В конце концов вычеркнули две тысячи двадцать два слова. Это было очень много, и мосье Кокели гордился своей работой, но среди этих бесконечных слов Пьер сожалел только об очень немногих, и, таким образом, все остались довольны.
Мосье
Луи, наморщив лоб, смотрел то на рукопись, то на список. Он чувствовал усталость. Рукопись была так красиво переплетена, а список так изящно написан. Но он не хотел грязнить ни рук, ни глаз прикосновением к этой отвратительной рукописи и чтением ее. Он не желал больше ни видеть, ни слышать о наглой комедии. Но что мог он поделать с этим все разливающимся потоком грязи!.. Ему до смерти надоел мосье Карон, его мемуары, его пьесы, его корабли, его дела.
Рядом стоял мосье Ленуар и ждал ответа.
— Сколько мест вы вычеркнули? — апатично и ворчливо спросил Луи.
Президент полиции потянулся за списком.
— Вычеркнуто пятьдесят три места, — сказал он, — частью короткие, частью длинные. Всего вычеркнуто две тысячи двадцать два слова, — добавил он торжествующе.
— Гм, — благосклонно заметил Луи. — Две тысячи двадцать два? Да, ваш мосье Кокели проделал основательную работу.
Польщенный президент полиции отвесил поклон.
Но Луи еще цеплялся за надежду, которой он поделился со своим ментором.
— Раз вычеркнуто две тысячи двадцать два слова, — размышлял он вслух, — две тысячи двадцать два неприличных и крамольных слова, значит, комедия стала такой скучной, что она непременно провалится.

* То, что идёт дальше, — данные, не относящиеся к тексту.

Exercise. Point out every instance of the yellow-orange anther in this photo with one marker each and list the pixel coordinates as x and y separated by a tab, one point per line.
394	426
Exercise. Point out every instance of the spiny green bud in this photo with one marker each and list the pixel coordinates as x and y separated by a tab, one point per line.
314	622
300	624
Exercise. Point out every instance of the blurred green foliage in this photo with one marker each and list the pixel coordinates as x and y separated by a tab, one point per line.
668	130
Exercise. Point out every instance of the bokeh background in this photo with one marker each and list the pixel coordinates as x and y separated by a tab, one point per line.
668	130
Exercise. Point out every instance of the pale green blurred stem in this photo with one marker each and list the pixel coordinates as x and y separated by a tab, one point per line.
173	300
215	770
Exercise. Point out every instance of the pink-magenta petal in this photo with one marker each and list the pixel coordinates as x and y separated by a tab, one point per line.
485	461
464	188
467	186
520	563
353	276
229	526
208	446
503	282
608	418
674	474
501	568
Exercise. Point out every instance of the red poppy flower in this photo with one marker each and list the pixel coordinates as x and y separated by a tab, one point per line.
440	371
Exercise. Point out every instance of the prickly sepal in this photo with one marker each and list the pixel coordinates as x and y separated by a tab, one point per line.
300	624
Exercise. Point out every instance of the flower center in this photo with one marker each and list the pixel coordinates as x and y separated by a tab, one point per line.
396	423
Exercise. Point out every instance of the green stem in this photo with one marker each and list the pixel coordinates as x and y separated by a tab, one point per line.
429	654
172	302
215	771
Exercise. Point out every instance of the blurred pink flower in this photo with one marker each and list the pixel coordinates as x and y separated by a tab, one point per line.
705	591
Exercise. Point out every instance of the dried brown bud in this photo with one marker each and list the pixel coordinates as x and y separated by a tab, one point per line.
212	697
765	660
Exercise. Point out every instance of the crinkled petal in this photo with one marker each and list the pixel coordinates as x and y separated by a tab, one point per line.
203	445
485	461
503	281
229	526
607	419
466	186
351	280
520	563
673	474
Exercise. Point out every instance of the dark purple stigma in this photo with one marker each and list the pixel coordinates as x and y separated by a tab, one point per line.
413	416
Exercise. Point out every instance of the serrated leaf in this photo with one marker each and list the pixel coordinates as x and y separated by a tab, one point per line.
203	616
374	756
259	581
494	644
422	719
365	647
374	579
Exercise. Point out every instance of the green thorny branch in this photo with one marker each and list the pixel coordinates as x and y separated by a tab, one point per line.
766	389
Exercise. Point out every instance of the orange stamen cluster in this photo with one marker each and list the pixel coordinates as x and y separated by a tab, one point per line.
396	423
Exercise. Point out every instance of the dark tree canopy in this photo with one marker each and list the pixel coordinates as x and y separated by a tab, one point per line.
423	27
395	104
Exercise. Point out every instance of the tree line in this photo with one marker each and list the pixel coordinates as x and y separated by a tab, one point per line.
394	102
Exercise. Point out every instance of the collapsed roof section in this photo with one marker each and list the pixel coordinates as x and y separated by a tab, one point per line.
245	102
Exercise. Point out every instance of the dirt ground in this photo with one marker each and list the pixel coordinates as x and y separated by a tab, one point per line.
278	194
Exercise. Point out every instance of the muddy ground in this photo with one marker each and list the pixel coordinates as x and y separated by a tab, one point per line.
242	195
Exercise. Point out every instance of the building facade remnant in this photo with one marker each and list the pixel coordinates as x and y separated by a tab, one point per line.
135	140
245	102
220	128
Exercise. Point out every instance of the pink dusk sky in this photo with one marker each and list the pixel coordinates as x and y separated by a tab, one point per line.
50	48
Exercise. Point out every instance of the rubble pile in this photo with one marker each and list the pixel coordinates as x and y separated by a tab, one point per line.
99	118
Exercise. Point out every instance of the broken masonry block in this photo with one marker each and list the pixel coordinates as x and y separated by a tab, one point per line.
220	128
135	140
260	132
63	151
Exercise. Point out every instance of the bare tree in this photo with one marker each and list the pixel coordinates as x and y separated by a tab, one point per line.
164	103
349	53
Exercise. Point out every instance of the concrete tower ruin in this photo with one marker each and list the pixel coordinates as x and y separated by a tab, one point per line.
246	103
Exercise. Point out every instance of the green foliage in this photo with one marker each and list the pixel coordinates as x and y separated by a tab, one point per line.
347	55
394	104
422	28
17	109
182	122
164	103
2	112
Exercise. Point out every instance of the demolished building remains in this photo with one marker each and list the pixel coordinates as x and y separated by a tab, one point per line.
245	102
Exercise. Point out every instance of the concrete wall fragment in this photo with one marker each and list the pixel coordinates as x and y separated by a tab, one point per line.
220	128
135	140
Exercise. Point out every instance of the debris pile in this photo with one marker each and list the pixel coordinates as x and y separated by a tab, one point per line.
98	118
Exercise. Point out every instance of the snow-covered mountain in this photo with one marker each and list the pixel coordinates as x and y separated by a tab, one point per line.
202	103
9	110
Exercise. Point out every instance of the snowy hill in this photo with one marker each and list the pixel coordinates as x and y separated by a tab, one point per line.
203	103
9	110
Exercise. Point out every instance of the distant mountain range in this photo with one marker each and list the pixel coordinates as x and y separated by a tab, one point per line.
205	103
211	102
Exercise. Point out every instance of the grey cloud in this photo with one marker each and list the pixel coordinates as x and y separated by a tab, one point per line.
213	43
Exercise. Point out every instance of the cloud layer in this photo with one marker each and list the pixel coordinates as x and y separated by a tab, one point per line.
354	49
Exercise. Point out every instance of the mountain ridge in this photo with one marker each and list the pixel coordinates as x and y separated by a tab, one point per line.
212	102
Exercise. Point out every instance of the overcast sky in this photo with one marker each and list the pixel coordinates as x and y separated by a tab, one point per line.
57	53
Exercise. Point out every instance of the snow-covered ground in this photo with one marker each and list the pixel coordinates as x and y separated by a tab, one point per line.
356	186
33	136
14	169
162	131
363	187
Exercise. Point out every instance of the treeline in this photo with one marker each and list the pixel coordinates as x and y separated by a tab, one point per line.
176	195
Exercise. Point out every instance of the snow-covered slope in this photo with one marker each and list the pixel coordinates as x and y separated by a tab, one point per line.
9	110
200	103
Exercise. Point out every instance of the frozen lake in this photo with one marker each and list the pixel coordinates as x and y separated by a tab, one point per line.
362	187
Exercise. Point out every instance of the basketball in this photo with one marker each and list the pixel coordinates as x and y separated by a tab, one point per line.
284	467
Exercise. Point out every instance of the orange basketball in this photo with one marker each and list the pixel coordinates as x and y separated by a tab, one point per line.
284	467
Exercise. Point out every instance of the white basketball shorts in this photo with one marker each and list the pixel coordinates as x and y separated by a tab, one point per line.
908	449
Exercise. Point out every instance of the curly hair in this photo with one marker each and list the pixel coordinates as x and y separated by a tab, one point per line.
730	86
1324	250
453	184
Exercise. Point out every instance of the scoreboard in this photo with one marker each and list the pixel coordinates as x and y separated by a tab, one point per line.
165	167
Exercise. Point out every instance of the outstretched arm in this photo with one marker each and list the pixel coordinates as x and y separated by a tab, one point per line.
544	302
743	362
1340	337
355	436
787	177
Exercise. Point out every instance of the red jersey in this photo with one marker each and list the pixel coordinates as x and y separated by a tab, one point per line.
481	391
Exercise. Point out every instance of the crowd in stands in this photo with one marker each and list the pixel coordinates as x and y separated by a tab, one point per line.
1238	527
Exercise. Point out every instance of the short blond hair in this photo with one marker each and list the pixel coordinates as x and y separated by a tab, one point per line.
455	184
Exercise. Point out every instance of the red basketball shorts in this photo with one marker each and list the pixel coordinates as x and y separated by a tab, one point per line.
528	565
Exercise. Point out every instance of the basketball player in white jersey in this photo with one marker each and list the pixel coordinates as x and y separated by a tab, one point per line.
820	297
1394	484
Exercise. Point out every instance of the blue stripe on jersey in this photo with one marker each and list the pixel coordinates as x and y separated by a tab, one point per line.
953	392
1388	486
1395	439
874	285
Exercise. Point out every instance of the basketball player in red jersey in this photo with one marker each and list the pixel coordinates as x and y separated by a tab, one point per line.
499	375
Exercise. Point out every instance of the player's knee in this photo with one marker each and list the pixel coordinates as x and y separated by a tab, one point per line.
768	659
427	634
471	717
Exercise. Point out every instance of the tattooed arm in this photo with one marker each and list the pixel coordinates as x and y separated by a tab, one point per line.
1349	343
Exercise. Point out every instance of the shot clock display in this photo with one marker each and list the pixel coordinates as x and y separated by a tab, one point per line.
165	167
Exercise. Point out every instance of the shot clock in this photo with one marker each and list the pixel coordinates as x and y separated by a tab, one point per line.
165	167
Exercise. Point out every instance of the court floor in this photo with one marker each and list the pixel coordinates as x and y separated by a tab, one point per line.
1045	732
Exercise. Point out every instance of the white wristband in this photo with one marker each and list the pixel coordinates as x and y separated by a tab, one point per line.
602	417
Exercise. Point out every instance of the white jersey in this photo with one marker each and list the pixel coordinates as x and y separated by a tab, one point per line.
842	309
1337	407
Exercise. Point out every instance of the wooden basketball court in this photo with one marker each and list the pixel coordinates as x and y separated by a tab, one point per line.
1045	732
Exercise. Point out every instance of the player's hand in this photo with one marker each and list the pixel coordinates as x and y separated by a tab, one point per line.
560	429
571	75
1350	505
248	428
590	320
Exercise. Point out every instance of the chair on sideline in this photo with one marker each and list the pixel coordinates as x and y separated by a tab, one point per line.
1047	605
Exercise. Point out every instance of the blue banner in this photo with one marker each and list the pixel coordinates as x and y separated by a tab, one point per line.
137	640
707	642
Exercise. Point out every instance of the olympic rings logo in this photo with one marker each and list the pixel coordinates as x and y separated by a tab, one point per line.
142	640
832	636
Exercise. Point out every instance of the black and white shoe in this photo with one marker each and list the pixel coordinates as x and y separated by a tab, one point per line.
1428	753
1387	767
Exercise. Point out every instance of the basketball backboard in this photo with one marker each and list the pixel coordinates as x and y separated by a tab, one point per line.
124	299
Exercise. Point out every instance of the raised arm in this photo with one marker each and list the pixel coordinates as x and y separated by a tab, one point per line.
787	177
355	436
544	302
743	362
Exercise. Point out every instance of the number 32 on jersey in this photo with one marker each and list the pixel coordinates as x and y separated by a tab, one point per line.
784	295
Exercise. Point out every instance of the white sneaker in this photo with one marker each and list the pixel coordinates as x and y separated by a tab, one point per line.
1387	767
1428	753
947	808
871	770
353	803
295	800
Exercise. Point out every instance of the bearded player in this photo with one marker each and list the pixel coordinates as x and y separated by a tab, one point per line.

— Если я вас правильно понял, сир, — жадно переспросил Ленуар, — вы соизволили разрешить не производить дальнейших сокращений?
— Ну, хорошо, ну, ладно, — заявил Луи. — Но не забудьте, — поспешно и резко добавил он, — серьезно предупредить членов труппы «Театр Франсе», что предлагаемая постановка комедии должна оставаться в полной тайне вплоть до разрешения от бремени ее величества королевы.
Короткая отсрочка не умерила радости Пьера. Зато Дезире чрезвычайно злилась на эту дурацкую попытку еще раз отсрочить постановку. Что общего, черт возьми, имели роды Туанетты с «Фигаро»? Но именно эта новая каверза и навела ее на мысль. Раз господа решили во что бы то ни стало связать воедино оба события, ну что ж, им можно помочь.
Существовал обычай, по которому в день первого выезда королевы после рождения принца или принцессы все театры столицы давали бесплатные представления народу Парижа. Дезире посоветовала Пьеру приурочить премьеру «Фигаро» к этому дню и дать бесплатный спектакль для граждан и гражданок города.